BY Kath Laliberte for Longfield Gardens
If you grow hostas, you probably have more than one variety in your garden. Mixing and matching foliage colors, leaf sizes and textures is part of what makes them so fun to grow.
My own shade garden includes more than a dozen different varieties and I definitely have some favorites. Over time, I’ve discovered some qualities that separate the good from the great.
Part of what makes a hosta great is how well it fits into the space you give it. For small spaces, look for miniature hostas, such as Blue Mouse Ears or Mighty Mouse. These plants mature at 6 to 10″ tall, and are fun to use in containers.
Others varieties, such as Big Daddy and Bressingham Blue, can grow to be waist high and up to 4 feet across. These big-leaved hostas can cover a lot of ground very quickly and are great for underplanting trees.
Most varieties of hostas fall somewhere in between, growing 12 to 18″ tall. With size being so variable, it’s important to choose hostas with your head as well as your heart. Always check the description so you know the mature height and width.

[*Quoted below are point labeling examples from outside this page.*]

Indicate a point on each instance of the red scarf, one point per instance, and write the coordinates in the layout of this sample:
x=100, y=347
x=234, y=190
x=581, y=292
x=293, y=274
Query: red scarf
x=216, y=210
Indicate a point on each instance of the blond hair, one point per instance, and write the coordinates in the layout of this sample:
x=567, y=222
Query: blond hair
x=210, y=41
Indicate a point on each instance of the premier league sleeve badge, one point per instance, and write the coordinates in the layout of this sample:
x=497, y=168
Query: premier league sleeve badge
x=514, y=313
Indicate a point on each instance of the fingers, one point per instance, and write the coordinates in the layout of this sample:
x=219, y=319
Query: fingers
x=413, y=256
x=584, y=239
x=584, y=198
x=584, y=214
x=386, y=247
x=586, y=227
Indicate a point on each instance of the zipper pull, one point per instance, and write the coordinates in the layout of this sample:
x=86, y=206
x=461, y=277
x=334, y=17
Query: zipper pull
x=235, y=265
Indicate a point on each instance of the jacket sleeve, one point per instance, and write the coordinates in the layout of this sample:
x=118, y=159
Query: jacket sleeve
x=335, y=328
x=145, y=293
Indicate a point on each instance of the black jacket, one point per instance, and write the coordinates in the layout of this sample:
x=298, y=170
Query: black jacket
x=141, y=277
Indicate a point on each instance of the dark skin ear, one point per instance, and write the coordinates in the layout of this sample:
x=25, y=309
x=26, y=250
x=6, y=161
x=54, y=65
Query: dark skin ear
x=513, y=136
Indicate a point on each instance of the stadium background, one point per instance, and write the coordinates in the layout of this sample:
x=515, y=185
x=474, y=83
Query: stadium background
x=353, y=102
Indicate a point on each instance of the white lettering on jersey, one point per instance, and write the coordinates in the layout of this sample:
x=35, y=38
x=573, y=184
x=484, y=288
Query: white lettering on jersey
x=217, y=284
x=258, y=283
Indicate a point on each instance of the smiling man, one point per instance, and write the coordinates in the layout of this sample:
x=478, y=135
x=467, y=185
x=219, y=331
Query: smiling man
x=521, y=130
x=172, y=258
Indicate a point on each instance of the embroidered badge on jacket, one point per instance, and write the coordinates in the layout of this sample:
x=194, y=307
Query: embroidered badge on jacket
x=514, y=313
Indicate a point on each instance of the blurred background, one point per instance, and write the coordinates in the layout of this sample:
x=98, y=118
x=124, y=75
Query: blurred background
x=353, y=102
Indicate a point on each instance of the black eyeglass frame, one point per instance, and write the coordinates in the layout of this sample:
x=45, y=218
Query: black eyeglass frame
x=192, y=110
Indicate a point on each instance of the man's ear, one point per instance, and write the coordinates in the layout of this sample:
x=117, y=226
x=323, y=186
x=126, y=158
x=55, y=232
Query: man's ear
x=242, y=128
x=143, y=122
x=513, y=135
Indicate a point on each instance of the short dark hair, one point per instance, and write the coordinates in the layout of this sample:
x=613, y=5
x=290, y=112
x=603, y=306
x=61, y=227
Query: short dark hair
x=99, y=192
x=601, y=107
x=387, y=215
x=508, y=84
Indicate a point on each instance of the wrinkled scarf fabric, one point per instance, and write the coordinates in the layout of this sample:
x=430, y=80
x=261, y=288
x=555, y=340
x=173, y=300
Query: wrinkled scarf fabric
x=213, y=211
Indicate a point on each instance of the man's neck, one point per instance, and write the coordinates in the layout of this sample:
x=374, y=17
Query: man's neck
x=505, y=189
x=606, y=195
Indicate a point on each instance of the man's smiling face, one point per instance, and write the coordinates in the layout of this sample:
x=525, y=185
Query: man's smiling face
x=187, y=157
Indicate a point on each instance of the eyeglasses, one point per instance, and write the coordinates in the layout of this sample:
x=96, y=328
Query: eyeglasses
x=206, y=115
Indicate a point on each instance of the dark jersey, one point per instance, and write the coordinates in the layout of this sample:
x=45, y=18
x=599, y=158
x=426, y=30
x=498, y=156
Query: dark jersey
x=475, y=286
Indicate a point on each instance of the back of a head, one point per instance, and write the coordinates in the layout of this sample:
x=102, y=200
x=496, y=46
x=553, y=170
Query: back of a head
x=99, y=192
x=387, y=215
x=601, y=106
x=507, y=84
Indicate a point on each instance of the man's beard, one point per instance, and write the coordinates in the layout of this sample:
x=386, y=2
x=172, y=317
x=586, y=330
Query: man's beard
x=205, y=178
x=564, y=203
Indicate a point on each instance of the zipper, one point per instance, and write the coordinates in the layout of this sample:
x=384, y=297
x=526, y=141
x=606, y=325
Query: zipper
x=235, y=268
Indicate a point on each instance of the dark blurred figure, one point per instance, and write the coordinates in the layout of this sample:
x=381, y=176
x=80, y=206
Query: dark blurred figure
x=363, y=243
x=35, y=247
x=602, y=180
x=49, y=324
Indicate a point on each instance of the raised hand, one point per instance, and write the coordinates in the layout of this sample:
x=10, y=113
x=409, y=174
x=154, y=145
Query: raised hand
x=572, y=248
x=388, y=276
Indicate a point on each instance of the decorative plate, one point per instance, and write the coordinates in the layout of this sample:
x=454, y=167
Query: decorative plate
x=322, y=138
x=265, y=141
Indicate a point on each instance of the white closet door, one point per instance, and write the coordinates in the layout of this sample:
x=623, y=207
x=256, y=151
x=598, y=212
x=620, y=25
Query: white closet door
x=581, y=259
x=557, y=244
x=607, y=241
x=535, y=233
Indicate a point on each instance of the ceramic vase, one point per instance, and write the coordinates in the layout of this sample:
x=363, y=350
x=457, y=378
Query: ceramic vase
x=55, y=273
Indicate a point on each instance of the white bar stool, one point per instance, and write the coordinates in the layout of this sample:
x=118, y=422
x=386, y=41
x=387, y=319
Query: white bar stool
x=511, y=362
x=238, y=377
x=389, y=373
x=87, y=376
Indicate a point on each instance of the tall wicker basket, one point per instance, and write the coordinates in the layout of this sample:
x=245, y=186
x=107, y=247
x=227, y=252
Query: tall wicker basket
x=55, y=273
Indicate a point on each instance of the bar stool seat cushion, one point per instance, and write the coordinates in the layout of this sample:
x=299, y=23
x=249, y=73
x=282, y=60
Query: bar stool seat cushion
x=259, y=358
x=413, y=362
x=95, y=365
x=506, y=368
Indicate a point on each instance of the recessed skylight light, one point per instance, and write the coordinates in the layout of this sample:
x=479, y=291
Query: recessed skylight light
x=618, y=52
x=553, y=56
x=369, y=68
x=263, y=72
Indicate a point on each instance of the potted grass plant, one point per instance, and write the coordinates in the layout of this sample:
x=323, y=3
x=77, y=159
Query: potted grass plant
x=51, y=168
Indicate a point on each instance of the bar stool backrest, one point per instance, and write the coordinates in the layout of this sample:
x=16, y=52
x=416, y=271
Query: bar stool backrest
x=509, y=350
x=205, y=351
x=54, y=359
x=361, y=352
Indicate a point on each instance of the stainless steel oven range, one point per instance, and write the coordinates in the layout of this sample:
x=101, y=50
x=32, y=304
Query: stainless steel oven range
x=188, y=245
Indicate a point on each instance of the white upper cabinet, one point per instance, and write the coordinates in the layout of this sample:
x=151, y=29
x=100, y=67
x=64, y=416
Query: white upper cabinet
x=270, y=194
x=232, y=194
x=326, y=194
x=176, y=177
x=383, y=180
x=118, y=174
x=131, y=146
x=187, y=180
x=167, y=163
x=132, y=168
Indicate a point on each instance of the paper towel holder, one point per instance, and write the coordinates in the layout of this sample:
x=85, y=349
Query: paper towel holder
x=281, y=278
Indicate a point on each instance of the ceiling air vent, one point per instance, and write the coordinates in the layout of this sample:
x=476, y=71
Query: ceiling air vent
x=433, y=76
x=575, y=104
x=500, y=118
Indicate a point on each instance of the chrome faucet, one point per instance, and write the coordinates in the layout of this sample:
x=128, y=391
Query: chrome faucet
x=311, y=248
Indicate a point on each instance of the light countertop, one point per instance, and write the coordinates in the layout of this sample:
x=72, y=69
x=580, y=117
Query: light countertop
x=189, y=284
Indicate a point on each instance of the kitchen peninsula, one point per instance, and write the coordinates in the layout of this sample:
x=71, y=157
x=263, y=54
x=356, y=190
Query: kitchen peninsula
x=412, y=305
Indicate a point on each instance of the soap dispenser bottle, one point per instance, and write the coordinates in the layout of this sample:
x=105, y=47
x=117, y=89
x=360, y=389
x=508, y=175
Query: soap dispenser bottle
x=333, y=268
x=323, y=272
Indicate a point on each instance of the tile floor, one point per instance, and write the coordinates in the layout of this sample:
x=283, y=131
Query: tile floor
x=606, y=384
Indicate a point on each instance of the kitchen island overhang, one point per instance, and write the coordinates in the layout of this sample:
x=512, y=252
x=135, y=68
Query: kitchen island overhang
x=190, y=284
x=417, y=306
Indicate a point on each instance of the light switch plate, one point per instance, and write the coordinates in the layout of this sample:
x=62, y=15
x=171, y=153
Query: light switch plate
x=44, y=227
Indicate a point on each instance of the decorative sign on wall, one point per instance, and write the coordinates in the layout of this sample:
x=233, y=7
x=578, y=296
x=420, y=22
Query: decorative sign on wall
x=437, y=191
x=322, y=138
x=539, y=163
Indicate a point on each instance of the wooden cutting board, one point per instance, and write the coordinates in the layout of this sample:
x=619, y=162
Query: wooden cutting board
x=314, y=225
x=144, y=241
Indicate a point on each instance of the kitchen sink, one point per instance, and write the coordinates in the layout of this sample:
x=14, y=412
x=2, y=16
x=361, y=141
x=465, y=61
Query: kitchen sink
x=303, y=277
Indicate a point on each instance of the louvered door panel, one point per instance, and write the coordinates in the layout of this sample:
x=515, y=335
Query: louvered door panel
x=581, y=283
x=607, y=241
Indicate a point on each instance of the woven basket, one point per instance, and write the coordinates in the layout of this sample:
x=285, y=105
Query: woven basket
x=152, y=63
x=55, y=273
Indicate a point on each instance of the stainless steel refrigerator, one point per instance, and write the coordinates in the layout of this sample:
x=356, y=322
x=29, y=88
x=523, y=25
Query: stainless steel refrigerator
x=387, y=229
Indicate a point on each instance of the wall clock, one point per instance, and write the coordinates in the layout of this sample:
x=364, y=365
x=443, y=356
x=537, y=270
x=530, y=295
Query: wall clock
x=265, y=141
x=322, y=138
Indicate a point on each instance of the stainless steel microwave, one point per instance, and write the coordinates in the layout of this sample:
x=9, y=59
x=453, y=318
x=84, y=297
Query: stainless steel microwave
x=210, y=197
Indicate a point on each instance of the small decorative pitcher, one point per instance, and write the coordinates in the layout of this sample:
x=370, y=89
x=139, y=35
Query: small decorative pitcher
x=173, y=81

Hostas such as Halcyon and Sum and Substance have foliage that’s a single color. Equally popular are variegated hostas, with foliage that displays two or more colors. This variegation may be subtle, as with hosta Francee’s fine white edge, or bold and dramatic as with Blue Ivory or Lakeside Dragonfly.
When you’re making choices about foliage color and variegation, consider the overall design of the area, as well as your personal preferences. Here are a couple suggestions.
If you’re filling a large area with a dozen or more hostas, plant them in irregular groups featuring three or more plants of the same variety. This will give the planting a sense of flow rather than a choppy stop-start.
When planting more than one type of variegated hosta, separate them with non-variegated varieties to help create a sense of pacing and calm. There are many solid-colored hostas to choose from, with interesting variations in leaf size, color and surface texture.
Most hostas look their best during May and early June, when the foliage is fresh and vigorous. But a really great hosta will maintain its good looks right through August and into the fall.
Generally speaking, I find that the thicker the leaves, the more durable the hosta. Varieties with thicker-than-average leaves are less susceptible to damage from wind and rain. They are also more resistant to hosta loving pests such as slugs and snails.
The texture of the leaves also has a role in durability. Leaves that are puckered or deeply ribbed like corduroy, have extra toughness against wear and tear. There are also some varieties, such as Catherine and June, that have super-smooth leaves with an almost vinyl-like coating.
Ready to find a few new favorites? See below for four of mine. Please share some of your own in the comments section below.
Hosta plantaginea ‘Aphrodite’
Though this hosta’s relatively thin, medium green leaves and informal growth habit don’t meet the qualities for greatness outlined above, the large and intensely fragrant, gardenia-like flowers make it a must-have.
In late summer, Hosta plantaginea (commonly known as August lily) displays its snow-white blossoms on sturdy, 2-foot stems that rise well above the foliage. The cultivar shown above is ‘Aphrodite’, a double version of the species. Hosta plantaginea is also one of the most heat-tolerant hostas available.
Hosta ‘Blue Ivory’
This variety features thick, slug-resistant leaves with a bold contrast between the wide, creamy white margins and blue-green centers. Really sparkles in the shade. Mature size is small to medium.
This hosta has extra-thick leaves with a pretty shape and a tough surface. Each leaf displays three distinctly different greens. Grows slowly and stays compact.
Hosta ‘Liberty’ – This hosta’s big, broad leaves are as thick as cardboard. The leaf margins are buttery yellow in spring and gradually soften to cream. The plants have an upright habit (18″ tall) and stand strong all season long. Wonderful specimen plant.